Commercial NMR solvents often come without TMS now. ¹H NMR spectra can be calibrated against residual protio-solvent (e.g. the remaining 0.001 % or so of undeuterated chloroform in commercial CDCl₃). As deuterium is not observed in ¹H NMR, the residual protio-solvent signals can be observed clearly. For ¹³C NMR work, spectra are usually calibrated against the deuterated solvent peak. For example, deuterochloroform shows a triplet of equal height at δ 77.0. The triplet is explained by applying the 2nI + 1 rule; for the case of deuterium, I = 1. Tables and charts of chemical shifts for various types of NMR spectroscopy are often provided by vendors of NMR solvents. Work has also been done to prepare comprehensive tables of chemical shifts of solvents and impurities.^[3][4]

References

1. ^ Elschenbroich, C. ”Organometallics” (2006) Wiley-VCH: Weinheim. ISBN 978-3-29390-6
2. ^ Jerry R. Mohrig, Christina Noring Hammond, Paul F. Schatz (2006-01) (Google Books excerpt). Techniques in Organic Chemistry. pp. 273–274. ISBN 9780716769354. http://books.google.com/books?id=21acgWiaB5cC&pg=PA273&lpg=PA273. 
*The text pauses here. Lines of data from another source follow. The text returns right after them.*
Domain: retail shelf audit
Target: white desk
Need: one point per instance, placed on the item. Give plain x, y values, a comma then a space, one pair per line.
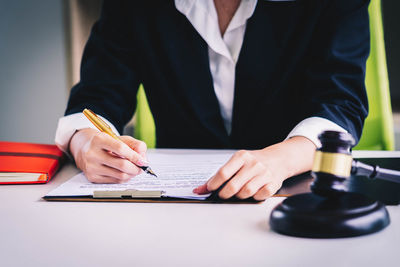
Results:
34, 232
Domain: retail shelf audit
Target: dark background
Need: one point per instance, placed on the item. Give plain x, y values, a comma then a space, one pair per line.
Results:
391, 24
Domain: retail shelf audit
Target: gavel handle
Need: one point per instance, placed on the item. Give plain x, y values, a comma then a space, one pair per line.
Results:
374, 172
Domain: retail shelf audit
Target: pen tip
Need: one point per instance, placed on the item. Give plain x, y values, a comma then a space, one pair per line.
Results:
150, 171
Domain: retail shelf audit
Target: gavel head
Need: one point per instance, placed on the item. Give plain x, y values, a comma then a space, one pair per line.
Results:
332, 163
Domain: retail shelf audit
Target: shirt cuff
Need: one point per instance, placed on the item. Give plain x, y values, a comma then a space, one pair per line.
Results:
311, 127
68, 125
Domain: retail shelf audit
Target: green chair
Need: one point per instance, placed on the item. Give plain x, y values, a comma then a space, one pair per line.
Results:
144, 127
378, 131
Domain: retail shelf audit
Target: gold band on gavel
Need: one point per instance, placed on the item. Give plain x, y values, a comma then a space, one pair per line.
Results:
333, 163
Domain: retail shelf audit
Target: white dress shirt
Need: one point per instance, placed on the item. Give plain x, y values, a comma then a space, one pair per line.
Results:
223, 52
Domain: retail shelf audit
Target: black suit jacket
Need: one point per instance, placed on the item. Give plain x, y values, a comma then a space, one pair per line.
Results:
298, 59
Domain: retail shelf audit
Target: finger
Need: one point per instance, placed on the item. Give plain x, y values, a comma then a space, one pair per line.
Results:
139, 146
114, 173
252, 187
108, 143
267, 191
121, 164
245, 174
233, 165
201, 190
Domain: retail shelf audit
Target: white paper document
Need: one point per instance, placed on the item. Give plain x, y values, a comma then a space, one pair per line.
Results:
178, 171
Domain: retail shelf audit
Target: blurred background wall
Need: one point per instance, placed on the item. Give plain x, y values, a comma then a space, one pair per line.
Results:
38, 62
33, 84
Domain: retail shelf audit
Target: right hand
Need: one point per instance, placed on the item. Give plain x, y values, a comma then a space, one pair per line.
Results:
106, 160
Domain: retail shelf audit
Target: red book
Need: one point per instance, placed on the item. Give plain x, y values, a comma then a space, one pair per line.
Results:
26, 163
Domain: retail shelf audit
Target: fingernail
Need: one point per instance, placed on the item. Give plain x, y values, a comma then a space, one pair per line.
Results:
142, 162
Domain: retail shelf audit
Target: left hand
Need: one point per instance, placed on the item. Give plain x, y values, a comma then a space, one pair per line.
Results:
260, 173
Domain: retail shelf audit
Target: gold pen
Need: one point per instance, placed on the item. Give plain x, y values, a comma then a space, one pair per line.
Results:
103, 127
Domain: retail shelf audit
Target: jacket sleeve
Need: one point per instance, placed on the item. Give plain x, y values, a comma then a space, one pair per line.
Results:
335, 73
109, 73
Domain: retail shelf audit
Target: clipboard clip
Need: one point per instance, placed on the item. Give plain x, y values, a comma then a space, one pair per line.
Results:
129, 193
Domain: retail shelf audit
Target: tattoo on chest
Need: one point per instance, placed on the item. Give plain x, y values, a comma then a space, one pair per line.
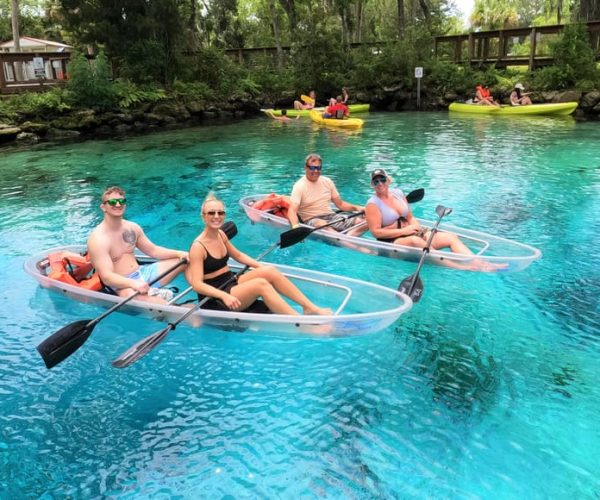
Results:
129, 237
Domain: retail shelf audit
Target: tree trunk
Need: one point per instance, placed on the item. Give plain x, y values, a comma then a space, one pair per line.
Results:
15, 26
276, 33
290, 9
401, 18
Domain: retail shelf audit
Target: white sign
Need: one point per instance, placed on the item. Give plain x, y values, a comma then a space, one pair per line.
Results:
38, 67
3. ^ Gottlieb, Hugo E.; Kotlyar, Vadim; Nudelman, Abraham (1997). "NMR Chemical Shifts of Common Laboratory Solvents as Trace Impurities". The Journal of Organic Chemistry 62 (21): 7512–7515. doi:10.1021/jo971176v. PMID 11671879. 
4. ^ Fulmer, Gregory R.; Miller, Alexander J. M.; Sherden, Nathaniel H.; Gottlieb, Hugo E.; Nudelman, Abraham; Stoltz, Brian M.; Bercaw, John E.; Goldberg, Karen I. (2010). "NMR Chemical Shifts of Trace Impurities: Common Laboratory Solvents, Organics, and Gases in Deuterated Solvents Relevant to the Organometallic Chemist". Organometallics 29: 2176. doi:10.1021/om100106e.